Trump iktidara geldiğinde Çin’i öteki ilan etmiş ve bunu ticaret savaşları olarak açıklamış; İran düşman, Suudi Arabistan ve İsrail’i dost kabul etmişti. Avrupa’yı kendine mecbur bırakacak ekonomik baskılar öngörmüş, Latin Amerika’yı da arka bahçesi olarak ilan etmişti.
Gelinen noktada ise işler biraz değişmiş gibi gözüküyor. ABD, Çin ile ticaret savaşı yapmak yerine onunla uzlaşmayı deniyor. Kuzey Kore’yi denize gömmekten bahseden Trump’ın bir anda bu ülkeyi şeytanlaştırmaktan vazgeçmesinin nedeni de bu.
Öte yandan ABD, Çin ile uzlaşı ararken giderek Rusya ile gerilim siyasetini öne çıkarıyor. Bu konuda Putin’in de epeyce ısrarcı olduğunu belirtmek lazım.

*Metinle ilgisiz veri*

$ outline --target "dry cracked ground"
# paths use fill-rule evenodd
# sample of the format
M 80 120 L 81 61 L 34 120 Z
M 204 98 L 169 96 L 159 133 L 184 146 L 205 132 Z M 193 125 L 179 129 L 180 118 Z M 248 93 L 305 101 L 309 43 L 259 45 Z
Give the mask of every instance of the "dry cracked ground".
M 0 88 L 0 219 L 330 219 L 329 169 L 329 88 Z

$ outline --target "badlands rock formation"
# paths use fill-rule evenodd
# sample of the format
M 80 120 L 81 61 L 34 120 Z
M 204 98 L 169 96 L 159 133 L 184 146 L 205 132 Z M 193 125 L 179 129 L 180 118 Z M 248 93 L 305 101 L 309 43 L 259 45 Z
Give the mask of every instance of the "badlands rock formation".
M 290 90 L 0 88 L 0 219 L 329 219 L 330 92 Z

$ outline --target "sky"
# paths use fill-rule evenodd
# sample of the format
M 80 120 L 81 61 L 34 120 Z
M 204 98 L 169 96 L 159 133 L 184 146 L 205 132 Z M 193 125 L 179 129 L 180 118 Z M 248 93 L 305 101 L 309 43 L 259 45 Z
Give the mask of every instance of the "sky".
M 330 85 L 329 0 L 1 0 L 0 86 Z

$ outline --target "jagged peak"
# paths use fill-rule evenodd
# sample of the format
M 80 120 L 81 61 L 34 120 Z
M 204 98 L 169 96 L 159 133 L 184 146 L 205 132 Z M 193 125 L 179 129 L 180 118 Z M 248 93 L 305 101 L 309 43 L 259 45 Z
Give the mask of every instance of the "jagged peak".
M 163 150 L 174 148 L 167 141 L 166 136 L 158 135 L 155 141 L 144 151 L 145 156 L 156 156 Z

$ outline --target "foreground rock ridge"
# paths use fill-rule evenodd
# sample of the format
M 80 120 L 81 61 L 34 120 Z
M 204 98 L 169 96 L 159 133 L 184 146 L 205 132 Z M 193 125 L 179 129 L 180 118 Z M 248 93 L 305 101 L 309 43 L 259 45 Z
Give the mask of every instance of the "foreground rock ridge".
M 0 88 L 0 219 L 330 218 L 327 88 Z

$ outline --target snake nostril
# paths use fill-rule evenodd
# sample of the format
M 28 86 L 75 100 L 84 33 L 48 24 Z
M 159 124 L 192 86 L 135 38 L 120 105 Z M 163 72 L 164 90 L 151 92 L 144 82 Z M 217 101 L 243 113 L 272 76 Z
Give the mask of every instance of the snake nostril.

Denetimli, belki de danışıklı-dövüş şeklindeki ABD-Rusya gerginliğinin dünya dengeleri için daha yararlı olacağını mealen savunan Putin’in Trump’ı yönlendirenler arasında olduğuna kuşku yok.
ABD-Rusya gerginliğinin çok sayıda emaresi var. Bunlardan biri silahlanma ve askeri konularla ilgili. Nükleer silahları yasaklayan anlaşmaların gündeme gelmesi, NATO’nun Doğu Avrupa’daki gücünü artırması, ABD’nin Irak’taki Rusya’nın da Suriye’deki güçlerini pekiştirmeleri birer gösterge…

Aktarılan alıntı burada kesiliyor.